Controversial NSW coal project wins government backing

A render of Wallarah 2.

The Wallarah 2 underground coal project has been approved by the New South Wales Government despite ongoing community opposition on the state’s Central Coast.

Wallarah 2, a thermal coal project that has been proposed for more than two decades, would create hundreds of construction and operational jobs if developed.

However, the Central Coast community has continually objected the proposal, primarily because it could potentially damage the local water catchment and aquifers.

Despite this opposition, the NSW Planning Assessment Commission decided the majority South Korean-owned project was in the public interest.

“The creation of 300 operational jobs, and 450 construction jobs along with the investment in the local area would have significant local benefits for the community, provide investment in the Central Coast and contribute to the growth of the region,” the Commission explained.

“The mine would also generate royalties for the state and the people of NSW while providing a source of high quality thermal coal during the global transition to a decarbonised economy.”

In regards to the region’s water quality concerns, the Commission said the impacts and potential risks could be “appropriately managed through the framework of rigorous controls and requirements in place to manage, mitigate, minimise, compensate and offset those impacts.”

“In considering the suitability of the site for underground mining the Commission acknowledged its location under a sensitive drinking water catchment and the strategic context of a growing population, an uncertain future global coal market, along with the need to curb carbon emissions and reliance on coal fired power stations,” the Commission said.

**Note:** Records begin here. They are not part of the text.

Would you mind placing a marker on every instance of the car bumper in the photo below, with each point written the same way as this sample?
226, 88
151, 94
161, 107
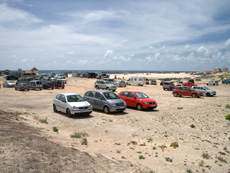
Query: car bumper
117, 109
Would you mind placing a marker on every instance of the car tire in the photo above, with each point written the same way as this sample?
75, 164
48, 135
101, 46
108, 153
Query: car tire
68, 113
139, 107
175, 94
54, 108
106, 110
194, 96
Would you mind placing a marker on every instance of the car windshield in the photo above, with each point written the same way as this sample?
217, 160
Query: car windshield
75, 98
206, 88
110, 95
141, 95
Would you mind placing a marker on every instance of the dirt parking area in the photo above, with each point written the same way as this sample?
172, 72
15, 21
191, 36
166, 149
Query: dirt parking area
181, 134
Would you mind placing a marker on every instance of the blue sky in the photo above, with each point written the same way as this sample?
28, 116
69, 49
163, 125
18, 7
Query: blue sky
192, 35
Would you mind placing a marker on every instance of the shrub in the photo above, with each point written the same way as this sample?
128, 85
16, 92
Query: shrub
79, 135
174, 145
141, 157
55, 129
227, 117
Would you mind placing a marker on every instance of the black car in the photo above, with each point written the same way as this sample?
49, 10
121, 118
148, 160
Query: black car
92, 75
11, 77
47, 84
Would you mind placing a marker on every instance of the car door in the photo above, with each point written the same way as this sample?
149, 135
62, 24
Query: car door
99, 101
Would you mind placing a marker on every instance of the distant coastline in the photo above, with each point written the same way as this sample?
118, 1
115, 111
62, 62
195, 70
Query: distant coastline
111, 71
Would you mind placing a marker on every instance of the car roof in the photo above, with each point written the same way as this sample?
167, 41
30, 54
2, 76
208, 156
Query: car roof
66, 94
101, 91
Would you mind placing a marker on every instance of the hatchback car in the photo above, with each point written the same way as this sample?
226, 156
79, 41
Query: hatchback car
205, 90
8, 83
71, 103
22, 87
120, 83
212, 82
137, 99
226, 81
105, 100
186, 91
101, 84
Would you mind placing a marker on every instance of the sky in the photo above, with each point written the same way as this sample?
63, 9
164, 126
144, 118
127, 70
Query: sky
154, 35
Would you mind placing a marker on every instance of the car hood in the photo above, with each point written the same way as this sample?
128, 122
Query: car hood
79, 104
148, 100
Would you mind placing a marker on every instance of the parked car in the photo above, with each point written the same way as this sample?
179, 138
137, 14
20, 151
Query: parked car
120, 83
186, 91
92, 75
205, 90
212, 82
136, 80
102, 75
35, 84
71, 103
109, 80
105, 100
189, 84
8, 83
137, 99
153, 82
226, 81
100, 84
22, 87
11, 77
168, 85
58, 84
46, 84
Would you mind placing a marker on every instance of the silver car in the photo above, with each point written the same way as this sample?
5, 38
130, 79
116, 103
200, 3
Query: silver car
204, 90
8, 83
105, 100
71, 103
100, 84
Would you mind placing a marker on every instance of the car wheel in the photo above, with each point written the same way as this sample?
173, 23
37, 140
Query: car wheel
194, 96
106, 110
139, 107
68, 113
54, 108
175, 94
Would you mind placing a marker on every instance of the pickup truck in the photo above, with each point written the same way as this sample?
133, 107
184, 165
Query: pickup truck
189, 84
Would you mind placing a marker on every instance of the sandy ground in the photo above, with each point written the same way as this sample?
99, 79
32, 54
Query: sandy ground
133, 141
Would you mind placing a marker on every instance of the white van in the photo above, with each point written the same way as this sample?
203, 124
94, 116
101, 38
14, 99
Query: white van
136, 80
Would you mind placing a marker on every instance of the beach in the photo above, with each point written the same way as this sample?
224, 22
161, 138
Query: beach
181, 134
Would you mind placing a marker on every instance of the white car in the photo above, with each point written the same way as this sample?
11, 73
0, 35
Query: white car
204, 90
71, 103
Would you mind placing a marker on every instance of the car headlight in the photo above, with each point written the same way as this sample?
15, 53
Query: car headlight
75, 107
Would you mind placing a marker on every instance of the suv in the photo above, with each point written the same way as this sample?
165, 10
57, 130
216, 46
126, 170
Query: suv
100, 84
105, 100
168, 85
186, 91
226, 81
35, 84
205, 90
212, 82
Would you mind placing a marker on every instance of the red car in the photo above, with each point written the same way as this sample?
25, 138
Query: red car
190, 84
186, 91
137, 99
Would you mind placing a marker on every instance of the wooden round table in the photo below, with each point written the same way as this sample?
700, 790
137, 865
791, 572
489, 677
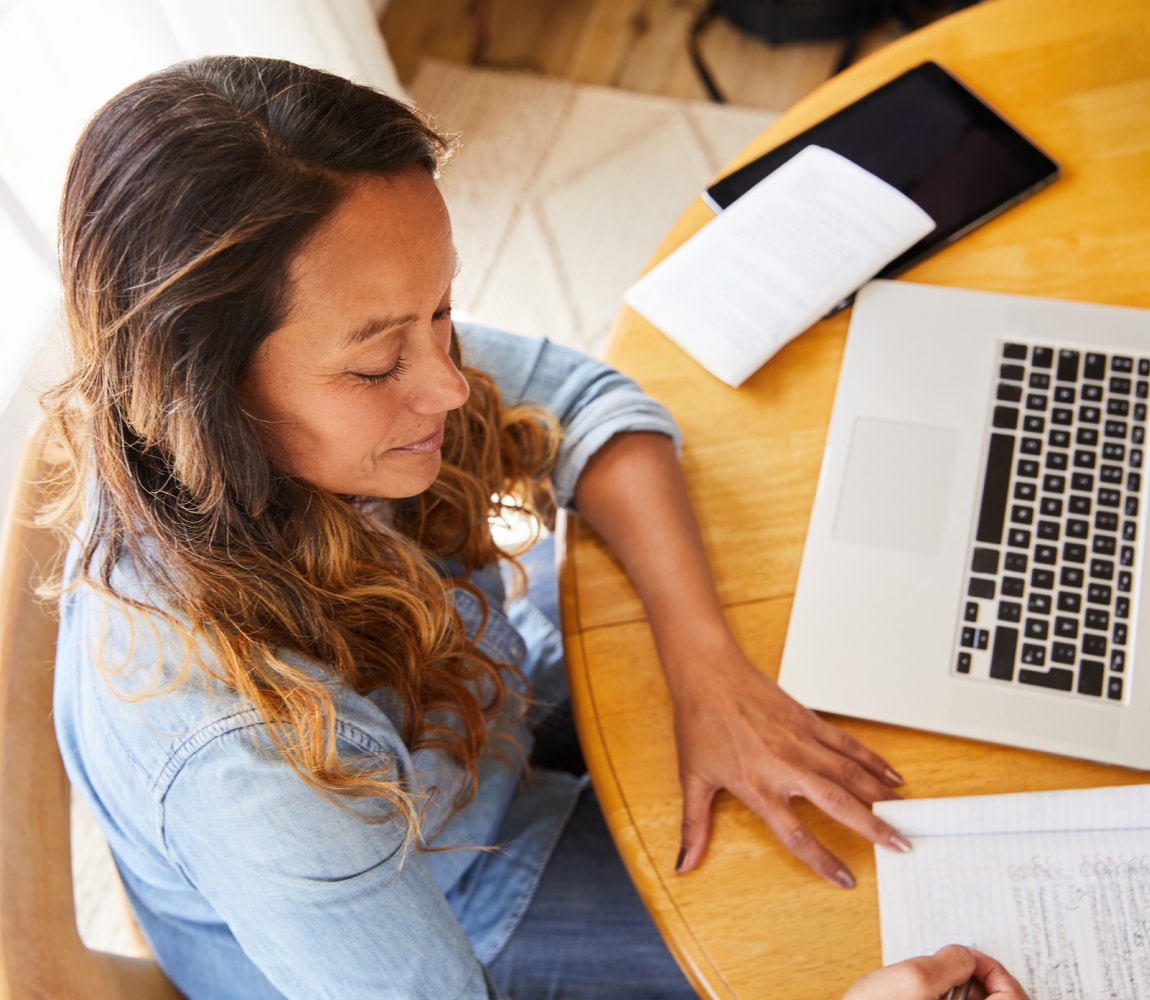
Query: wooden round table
753, 922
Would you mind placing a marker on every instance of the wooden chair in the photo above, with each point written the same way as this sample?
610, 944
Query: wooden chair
41, 955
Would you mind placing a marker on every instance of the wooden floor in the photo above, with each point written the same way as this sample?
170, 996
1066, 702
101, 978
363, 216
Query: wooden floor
639, 45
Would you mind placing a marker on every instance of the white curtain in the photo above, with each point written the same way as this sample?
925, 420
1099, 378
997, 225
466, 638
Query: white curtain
59, 61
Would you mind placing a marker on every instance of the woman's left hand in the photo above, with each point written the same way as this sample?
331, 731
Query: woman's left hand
736, 729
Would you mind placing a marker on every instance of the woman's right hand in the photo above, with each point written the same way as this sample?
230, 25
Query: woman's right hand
930, 977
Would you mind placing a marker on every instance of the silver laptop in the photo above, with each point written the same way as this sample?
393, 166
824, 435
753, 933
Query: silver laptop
975, 561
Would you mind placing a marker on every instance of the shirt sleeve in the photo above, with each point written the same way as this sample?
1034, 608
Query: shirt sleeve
591, 400
359, 915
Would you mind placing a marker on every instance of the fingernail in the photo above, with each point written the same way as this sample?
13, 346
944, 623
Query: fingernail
901, 844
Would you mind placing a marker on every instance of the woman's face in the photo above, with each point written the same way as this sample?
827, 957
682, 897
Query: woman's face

“The Commission heard and acknowledged strong calls for it to take a precautionary approach given the potential for impacts to the Central Coast’s drinking water supply catchment.

“The issue has been assessed in detail. Impacts were assessed to be small and acceptable, with no net impact on the availability of water for the Central Coast drinking water supply catchment during the life of the mine.”

The NSW Government’s approval has been criticised by industry and community groups, which say the decision showed that the state’s mine approval laws needed an overhaul.

Australian Coal Alliance campaign director Alan Hayes described the project as completely unacceptable and unwanted.

“Its approval is a slap in the face for local people who have been fighting it off for over 20 years,” Hayes said.

“The state government is more interested in appeasing the coal industry than in the welfare of the Central Coast community. It’s sickening. We will be exploring every option available to us to stop this project from going ahead, including court action.”

Lock The Gate spokesperson Steve Phillips said the decision showed how desperately the rules governing mine approvals in this state needed fixing.

“This is a risky, unwanted coal mine that threatens the safe drinking water supply for hundreds of thousands of people. The mine has been knocked back by a previous state government for those very reasons. How is it possible that the mine is now approved? The system is broken,” Phillips said.

If developed, the Wallarah project would become a 5 million tonne a year operation with a 28-year mine life.